Parmi les souvenirs que laissera derrière lui le maestro, il y a celui de la création de la Virée classique, cette grande fête de la musique qui en est à sa sixième édition. Une célébration pour laquelle l’Orchestre n’hésite pas à se mettre de côté. Marianne Perron explique: «L’Orchestre compte des musiciens qui sont aussi des solistes, des chambristes, et nous aimons profiter de cette occasion pour le faire découvrir au public. Et puis, c’est vrai que c’est essentiellement une célébration de la musique classique, mais il y a une thématique particulière cette année en raison du 50e anniversaire d’Expo 67. Nous célébrons le Festival mondial des arts, un événement qui a permis aux gens de découvrir les musiques du monde, le jazz, et aussi des musiques innovantes. De plus, c’est un événement durant lequel on a donné de la place aux artistes émergents, à la jeunesse.» L’OSM le fait aussi, en invitant plusieurs des lauréats du Concours OSM Manuvie, par exemple.
Trois concerts saluent spécifiquement le 50e anniversaire de l’Expo: celui de la pianiste Lorraine Desmarais, qui rend hommage en solo à Brubeck, Ellington et Monk; les concerts Place à la relève du Complexe Desjardins, et le concert électroacoustique Voyage dans le temps. Ce dernier fera entendre des œuvres de Xenakis, Gilles Tremblay, Otto Joachim, Francis Dhomont et, en reprise, l’œuvre acousmatique commandée l’année dernière par l’OSM à Robert Normandeau, qui procédera à la spatialisation des pièces au programme. Marianne Perron précise: «Je dirais que c’est presque l’ensemble de la Virée qui reflète cette célébration du Festival mondial des arts. Il y a les musiques du monde, avec le concert des griots, et celui sur la musique iranienne. Il y a aussi des concerts à thématique nationale comme celui consacré à l’Asie, avec la soprano Sumi Jo, ou celui qui salue la France, avec le pianiste Jean-Philippe Collard interprétant Ravel. Au même programme, les gens qui veulent découvrir la musique classique pourront le faire avec L’apprenti sorcier, de Dukas.»

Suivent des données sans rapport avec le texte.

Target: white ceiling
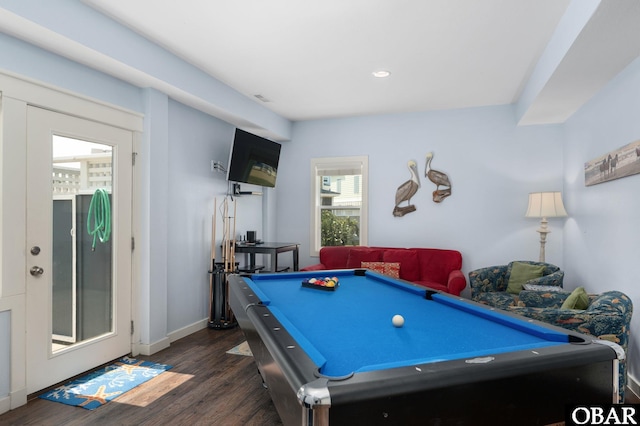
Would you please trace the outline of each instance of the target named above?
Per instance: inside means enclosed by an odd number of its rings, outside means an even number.
[[[562,123],[640,56],[638,0],[40,1],[0,0],[0,32],[280,139],[282,118],[505,104],[520,125]],[[78,3],[228,87],[176,80]]]
[[[569,4],[84,2],[290,120],[513,103]]]

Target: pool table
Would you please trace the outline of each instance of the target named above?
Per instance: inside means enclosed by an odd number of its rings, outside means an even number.
[[[229,280],[285,425],[544,425],[617,400],[611,342],[364,269]]]

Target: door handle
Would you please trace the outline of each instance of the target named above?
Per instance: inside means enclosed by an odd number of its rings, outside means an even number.
[[[40,275],[44,274],[44,269],[42,269],[39,266],[32,266],[31,269],[29,270],[29,272],[34,277],[39,277]]]

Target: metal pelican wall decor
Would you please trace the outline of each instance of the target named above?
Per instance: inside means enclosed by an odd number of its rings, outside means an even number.
[[[436,190],[433,191],[433,202],[441,203],[442,200],[451,195],[451,182],[449,177],[431,168],[431,160],[433,160],[433,152],[427,154],[427,165],[425,166],[424,175],[436,184]],[[440,189],[440,187],[443,187]]]
[[[396,217],[402,217],[407,213],[415,212],[416,206],[411,204],[411,197],[413,197],[418,188],[420,188],[420,179],[418,178],[418,165],[415,161],[410,160],[407,163],[411,178],[400,185],[396,191],[396,206],[393,208],[393,215]],[[405,203],[406,205],[400,206]]]

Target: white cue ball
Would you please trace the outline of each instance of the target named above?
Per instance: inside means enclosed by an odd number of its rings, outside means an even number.
[[[404,325],[404,318],[402,315],[394,315],[393,318],[391,318],[391,322],[394,327],[402,327]]]

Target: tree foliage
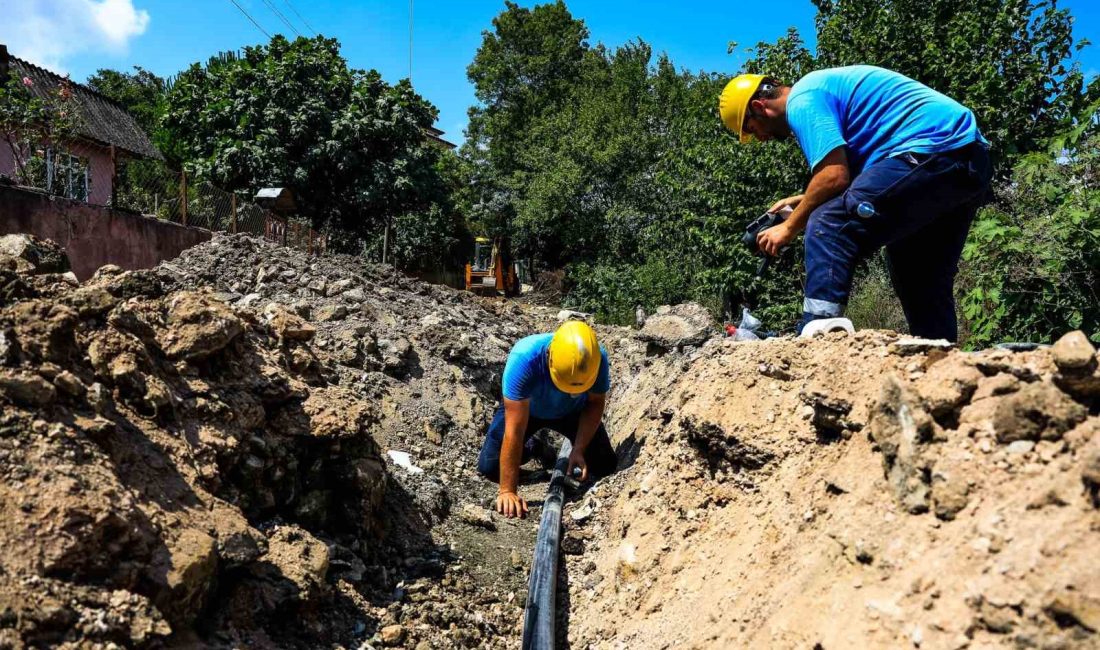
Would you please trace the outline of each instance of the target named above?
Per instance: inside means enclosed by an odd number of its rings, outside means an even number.
[[[334,39],[276,36],[193,64],[165,104],[174,158],[229,190],[289,187],[315,227],[376,237],[446,202],[425,139],[436,109],[408,80],[348,68]]]
[[[45,150],[76,137],[84,118],[68,78],[47,92],[31,92],[33,87],[34,80],[15,72],[0,78],[0,142],[19,181],[45,187]]]
[[[122,105],[155,141],[167,90],[164,79],[141,66],[133,72],[100,68],[84,82],[92,90]]]
[[[1024,157],[983,210],[964,252],[968,343],[1100,342],[1100,135]]]
[[[1057,0],[814,0],[821,66],[897,70],[972,109],[998,157],[1036,151],[1089,103]],[[1100,91],[1094,84],[1092,99]]]

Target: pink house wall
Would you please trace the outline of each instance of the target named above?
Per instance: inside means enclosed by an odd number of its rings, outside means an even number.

Pour ce qui est d’une introduction à la musique classique, il faudra surtout aller à la rencontre du chef assistant de l’OSM, Adam Johnson, qui donnera une présentation du fonctionnement de l’Orchestre. Il est arrivé en poste en septembre 2016, après le mandat de Dina Gilbert (qui vient d’être nommée directrice de l’orchestre symphonique de Kamloops, en Colombie-Britannique). «Dans la Virée, explique-t-il, je vais démystifier le fonctionnement de l’Orchestre, montrer comment on fait pour arriver à interpréter une œuvre tous ensemble, ce que c’est que de lire la musique, et aussi le rôle du chef d’orchestre, etc. Je vais aussi préparer André Robitaille pour son rôle de narrateur dans Pierre et le loup (Prokofiev), et Patrice Robitaille pour L’histoire du soldat (Stravinsky).» Autre clin d’œil au Festival mondial des arts de 1967, le danseur Étienne Gagnon-Delorme concevra une chorégraphie pour l’œuvre de Stravinsky, qui deviendra donc un grand spectacle incorporant le théâtre, la danse et la musique.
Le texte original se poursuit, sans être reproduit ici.